Police block off the street in front of Discovery Channel network headquarters in Silver Spring, Md., on Wednesday after a gunman entered the building. Officers later shot and killed the man to end the hostage-taking. ((Jose Luis Magana/Associated Press))

A hostage-taking at the Discovery Channel network headquarters near Washington, D.C, ended after four hours on Wednesday when police shot and killed the gunman.

Montgomery County Police Chief Thomas Manger said three hostages — two employees and a security guard — were safe and out of the building.

Manger said police tried to negotiate with the gunman, who had an explosive device strapped to his body, but they ultimately shot him when they saw him point a handgun at a hostage.

When the gunman, identified as James Lee, 43, was shot, the explosives detonated.


American media outlets have identified James Lee as the gunman who took hostages at Discovery Channel headquarters. ((Montgomery County Police))

Police described the gunman as having "concerns" with Discovery's programming, but would not elaborate. The concerns appear to be of an environmental nature.

A website on which Lee aired his grievances was registered in Burnaby, B.C., but there is no confirmation that Lee is Canadian.

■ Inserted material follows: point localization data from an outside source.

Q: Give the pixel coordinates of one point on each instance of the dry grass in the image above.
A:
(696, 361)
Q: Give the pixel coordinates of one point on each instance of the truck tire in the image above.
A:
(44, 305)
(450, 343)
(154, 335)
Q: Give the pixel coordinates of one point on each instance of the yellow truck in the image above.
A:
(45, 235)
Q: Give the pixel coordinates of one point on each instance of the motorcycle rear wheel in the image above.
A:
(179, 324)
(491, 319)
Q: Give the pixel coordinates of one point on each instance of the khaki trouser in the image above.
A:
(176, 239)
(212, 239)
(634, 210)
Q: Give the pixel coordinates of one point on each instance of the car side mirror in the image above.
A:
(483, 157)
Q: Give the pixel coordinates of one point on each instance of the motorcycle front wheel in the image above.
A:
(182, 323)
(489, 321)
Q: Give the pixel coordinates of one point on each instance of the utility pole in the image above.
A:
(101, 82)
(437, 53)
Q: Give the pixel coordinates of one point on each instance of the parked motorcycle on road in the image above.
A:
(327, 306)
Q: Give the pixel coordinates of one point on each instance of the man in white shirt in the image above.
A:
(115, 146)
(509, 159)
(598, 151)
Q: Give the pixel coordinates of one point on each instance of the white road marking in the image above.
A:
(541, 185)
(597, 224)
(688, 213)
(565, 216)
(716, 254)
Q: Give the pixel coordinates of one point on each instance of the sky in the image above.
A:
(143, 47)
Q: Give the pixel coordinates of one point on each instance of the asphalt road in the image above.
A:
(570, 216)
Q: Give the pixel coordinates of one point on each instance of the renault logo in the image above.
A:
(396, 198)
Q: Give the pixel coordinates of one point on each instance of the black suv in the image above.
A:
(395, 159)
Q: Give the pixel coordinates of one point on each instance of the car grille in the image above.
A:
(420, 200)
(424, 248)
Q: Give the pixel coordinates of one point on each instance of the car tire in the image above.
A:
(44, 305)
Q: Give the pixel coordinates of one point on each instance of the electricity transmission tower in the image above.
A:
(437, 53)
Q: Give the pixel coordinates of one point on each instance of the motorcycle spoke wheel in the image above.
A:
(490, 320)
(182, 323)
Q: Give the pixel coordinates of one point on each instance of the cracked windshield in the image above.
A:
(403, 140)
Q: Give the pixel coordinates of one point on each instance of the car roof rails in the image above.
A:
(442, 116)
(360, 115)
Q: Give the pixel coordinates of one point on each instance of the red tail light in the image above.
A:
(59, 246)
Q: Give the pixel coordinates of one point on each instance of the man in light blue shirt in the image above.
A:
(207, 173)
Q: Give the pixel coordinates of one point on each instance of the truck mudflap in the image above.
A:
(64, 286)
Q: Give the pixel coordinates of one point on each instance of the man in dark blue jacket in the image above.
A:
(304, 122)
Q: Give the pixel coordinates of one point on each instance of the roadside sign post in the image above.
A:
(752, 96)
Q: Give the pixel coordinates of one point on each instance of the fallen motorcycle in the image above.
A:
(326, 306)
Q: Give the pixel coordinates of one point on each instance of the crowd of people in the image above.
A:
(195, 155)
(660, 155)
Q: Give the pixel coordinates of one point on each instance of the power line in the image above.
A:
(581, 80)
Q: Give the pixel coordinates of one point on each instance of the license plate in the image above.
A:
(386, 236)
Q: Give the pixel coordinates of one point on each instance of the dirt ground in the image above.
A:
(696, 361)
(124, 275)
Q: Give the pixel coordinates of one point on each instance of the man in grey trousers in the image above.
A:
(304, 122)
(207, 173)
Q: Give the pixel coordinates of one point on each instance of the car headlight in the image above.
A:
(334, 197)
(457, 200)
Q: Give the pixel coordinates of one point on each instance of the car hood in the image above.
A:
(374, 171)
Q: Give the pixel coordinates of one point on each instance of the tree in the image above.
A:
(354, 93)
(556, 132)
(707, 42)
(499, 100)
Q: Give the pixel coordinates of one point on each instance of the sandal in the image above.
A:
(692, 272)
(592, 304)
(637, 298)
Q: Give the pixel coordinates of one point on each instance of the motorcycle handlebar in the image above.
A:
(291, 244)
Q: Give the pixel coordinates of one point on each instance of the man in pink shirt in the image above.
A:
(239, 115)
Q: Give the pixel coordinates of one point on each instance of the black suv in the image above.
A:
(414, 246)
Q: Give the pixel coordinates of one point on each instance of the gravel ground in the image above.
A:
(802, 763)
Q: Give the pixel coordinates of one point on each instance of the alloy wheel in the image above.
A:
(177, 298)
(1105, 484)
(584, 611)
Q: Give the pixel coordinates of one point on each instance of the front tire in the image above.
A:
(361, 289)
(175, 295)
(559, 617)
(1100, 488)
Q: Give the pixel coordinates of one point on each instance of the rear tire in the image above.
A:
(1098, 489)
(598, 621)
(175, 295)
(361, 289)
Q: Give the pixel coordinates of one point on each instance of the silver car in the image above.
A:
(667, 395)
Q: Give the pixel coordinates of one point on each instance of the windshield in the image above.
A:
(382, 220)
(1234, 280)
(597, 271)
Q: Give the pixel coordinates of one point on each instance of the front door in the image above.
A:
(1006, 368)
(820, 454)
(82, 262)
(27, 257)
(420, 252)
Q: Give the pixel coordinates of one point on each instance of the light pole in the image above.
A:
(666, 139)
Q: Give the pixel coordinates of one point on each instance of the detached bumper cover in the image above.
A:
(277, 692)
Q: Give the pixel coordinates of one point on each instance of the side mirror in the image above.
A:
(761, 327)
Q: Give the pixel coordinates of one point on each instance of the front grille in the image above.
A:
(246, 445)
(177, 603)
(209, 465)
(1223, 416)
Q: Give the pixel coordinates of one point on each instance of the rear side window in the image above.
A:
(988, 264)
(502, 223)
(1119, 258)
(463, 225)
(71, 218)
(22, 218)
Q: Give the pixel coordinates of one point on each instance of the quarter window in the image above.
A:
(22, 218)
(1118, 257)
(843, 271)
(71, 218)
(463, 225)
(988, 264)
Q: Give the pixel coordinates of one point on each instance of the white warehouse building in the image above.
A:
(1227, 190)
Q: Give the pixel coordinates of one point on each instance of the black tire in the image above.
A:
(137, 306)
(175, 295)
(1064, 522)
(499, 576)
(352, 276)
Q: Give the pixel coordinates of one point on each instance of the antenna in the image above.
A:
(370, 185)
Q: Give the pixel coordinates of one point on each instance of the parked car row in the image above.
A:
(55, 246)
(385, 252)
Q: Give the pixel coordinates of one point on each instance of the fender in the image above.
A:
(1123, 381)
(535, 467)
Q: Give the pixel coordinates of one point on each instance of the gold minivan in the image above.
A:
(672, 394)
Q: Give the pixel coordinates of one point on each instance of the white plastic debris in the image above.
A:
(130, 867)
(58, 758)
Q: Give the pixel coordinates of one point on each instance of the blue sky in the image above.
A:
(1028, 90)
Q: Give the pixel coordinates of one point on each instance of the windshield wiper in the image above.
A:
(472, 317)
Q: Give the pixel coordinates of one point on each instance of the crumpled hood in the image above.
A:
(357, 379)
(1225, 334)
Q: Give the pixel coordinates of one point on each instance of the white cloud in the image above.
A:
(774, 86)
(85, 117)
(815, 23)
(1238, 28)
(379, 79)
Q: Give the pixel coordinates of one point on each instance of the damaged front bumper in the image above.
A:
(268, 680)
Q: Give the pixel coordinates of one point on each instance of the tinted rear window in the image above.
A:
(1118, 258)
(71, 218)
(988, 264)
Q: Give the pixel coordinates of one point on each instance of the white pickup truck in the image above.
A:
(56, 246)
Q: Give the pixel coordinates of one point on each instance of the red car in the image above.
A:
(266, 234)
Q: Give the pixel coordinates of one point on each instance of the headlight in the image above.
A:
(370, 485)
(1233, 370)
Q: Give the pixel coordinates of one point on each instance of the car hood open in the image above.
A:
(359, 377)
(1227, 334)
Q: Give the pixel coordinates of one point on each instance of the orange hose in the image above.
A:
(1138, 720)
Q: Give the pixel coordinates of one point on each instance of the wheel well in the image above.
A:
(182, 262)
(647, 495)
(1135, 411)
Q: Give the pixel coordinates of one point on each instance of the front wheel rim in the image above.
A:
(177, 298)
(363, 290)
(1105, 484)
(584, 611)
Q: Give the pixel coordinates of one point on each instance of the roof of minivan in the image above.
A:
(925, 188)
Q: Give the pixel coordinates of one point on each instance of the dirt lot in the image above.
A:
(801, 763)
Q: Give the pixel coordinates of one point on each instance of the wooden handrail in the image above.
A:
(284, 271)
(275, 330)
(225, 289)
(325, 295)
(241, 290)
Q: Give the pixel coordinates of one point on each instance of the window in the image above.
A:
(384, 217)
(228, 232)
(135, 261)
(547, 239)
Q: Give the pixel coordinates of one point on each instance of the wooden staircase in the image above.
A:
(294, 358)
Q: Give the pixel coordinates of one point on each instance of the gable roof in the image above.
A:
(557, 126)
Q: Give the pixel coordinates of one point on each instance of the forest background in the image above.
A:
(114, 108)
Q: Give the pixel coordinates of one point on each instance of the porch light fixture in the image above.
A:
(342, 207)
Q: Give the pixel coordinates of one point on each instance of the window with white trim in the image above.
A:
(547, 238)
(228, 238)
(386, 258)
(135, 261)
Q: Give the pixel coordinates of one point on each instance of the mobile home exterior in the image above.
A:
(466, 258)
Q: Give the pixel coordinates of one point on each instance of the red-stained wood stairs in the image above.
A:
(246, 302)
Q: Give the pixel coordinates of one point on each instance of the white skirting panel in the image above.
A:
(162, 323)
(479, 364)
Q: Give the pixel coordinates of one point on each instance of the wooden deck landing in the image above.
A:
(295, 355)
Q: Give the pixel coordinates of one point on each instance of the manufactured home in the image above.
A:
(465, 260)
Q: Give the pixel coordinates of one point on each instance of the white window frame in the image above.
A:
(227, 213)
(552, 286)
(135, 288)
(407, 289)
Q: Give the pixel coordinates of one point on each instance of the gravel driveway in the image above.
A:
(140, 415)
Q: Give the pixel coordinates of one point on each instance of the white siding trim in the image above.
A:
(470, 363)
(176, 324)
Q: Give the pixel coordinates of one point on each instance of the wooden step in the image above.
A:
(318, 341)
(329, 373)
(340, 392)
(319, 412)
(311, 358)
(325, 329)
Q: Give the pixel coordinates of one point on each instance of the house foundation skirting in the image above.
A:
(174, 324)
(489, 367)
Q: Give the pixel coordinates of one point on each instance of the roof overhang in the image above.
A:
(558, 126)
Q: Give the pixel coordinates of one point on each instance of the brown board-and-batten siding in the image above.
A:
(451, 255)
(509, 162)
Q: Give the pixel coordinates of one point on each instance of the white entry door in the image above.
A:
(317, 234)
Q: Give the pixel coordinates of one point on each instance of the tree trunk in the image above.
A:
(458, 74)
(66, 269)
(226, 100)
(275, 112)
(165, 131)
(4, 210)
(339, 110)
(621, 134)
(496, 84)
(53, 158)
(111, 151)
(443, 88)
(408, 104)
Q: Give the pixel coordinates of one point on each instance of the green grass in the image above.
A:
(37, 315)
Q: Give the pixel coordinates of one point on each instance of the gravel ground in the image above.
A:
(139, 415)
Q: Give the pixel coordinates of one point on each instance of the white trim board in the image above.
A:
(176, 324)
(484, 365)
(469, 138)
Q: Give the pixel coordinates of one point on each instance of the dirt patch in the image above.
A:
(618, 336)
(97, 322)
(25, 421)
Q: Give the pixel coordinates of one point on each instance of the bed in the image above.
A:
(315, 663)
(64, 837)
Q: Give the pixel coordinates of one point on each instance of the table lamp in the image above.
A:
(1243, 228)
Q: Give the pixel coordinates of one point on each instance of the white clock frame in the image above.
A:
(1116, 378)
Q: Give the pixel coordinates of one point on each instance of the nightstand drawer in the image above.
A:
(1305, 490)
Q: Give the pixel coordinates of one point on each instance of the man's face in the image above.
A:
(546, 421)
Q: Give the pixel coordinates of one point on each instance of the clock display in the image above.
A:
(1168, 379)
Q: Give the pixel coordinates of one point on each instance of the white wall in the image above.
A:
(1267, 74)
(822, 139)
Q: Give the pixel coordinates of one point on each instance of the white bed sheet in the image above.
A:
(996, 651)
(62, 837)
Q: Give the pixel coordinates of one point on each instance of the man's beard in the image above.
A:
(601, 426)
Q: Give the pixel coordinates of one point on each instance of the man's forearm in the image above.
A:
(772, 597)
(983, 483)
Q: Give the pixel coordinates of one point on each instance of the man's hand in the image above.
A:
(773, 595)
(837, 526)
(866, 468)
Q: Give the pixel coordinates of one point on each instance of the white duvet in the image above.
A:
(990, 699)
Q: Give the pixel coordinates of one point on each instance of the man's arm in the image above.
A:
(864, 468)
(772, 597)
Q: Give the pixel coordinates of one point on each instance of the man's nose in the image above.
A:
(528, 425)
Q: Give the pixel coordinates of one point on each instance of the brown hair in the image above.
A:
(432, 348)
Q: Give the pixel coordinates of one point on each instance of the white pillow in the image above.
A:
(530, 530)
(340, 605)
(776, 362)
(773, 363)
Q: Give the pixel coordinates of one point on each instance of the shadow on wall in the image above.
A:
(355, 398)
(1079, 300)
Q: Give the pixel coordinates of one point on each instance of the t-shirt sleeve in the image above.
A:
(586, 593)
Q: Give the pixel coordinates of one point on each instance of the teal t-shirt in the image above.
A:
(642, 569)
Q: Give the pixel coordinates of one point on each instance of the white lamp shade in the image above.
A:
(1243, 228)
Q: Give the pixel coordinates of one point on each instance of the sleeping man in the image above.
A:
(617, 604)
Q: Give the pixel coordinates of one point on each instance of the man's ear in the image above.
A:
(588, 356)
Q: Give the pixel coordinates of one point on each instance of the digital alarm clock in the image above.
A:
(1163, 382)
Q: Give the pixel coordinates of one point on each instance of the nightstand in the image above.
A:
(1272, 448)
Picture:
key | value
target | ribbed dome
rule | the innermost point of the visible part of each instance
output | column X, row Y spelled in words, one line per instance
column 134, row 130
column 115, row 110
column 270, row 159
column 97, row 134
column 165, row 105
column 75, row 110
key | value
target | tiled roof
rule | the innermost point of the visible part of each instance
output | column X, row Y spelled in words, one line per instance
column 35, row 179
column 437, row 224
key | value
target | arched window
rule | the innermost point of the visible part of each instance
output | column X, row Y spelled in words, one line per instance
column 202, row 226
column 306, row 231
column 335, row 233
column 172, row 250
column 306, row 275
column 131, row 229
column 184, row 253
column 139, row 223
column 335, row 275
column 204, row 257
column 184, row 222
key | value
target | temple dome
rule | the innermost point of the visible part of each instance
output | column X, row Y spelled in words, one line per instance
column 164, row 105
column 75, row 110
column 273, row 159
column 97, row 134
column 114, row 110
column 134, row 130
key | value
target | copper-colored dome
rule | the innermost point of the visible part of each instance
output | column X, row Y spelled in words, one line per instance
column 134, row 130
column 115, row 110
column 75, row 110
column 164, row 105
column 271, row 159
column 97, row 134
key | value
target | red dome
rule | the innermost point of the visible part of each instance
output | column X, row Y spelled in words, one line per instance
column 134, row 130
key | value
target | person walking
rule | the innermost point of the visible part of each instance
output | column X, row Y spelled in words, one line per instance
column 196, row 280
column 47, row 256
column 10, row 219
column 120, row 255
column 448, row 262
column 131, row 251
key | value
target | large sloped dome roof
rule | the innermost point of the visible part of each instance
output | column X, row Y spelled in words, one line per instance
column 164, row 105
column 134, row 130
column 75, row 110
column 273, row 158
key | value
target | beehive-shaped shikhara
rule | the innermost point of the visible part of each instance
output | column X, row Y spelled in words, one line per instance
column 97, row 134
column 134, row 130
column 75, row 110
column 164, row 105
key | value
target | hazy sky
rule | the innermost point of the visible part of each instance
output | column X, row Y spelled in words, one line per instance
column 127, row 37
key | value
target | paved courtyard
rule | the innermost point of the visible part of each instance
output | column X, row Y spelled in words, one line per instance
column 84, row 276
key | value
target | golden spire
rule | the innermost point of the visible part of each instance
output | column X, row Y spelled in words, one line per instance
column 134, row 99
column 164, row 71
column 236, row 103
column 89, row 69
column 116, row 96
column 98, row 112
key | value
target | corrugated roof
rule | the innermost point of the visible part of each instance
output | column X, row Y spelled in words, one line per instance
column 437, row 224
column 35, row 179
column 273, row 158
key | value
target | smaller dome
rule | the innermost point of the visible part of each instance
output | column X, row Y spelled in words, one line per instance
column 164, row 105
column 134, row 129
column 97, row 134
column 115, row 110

Lee had been convicted of disorderly conduct after he protested outside Discovery's offices in February 2008.

The gunman burst into the suburban Washington building about 1 p.m. ET wearing what appeared to be metal canisters strapped to his front and back and waving a handgun, police said. At least three bomb technicians responded to the building, and police said the gunman was being monitored on closed-circuit TV.

Montgomery County Police Capt. Paul Starks would not say whether the gunman had ever worked for Discovery Communications.

Manger said most of the 1,900 people who work in the building were able to get out safely.

"We're relieved that it ended without any harm to our employees," said David Leavy, Discovery's executive vice-president for corporate affairs.

'Everyone was very scared'

Adam Dolan, a sales director in Discovery's education division, said he was heading to lunch with a co-worker when he heard there was a situation in the building.

He was told to go back up to the top floor, the ninth, lock the door and turn off the lights. Eventually the workers were herded down a stairwell and told to go home.

"Everyone was very scared, but at the same time … I think people were calm and collected and responded as one would expect in this situation," said Dolan, 28.

When he got to the bottom floor, he saw shattered glass near the company's daycare; he said he suspected it was broken to get the children out. He later got an email that all the children were safe and had been taken to a McDonald's.

Dolan said the company has unarmed security guards who won't let anyone into the building without a badge.

Police evacuated the building, asked people in nearby buildings to stay inside and blocked off surrounding streets, he said. FBI officials and agents from the bureau of Alcohol, Tobacco, Firearms and Explosives also said they were responding.

Discovery operates cable and satellite networks in the U.S., including The Discovery Channel, TLC and Animal Planet.

Discovery shows include Cash Cab and Man vs. Wild, and TLC airs American Chopper, Kate Plus 8 and 19 Kids and Counting.

Animal Planet also airs the controversial series Whale Wars, about attempts by environmentalists to disrupt the Japanese whaling industry.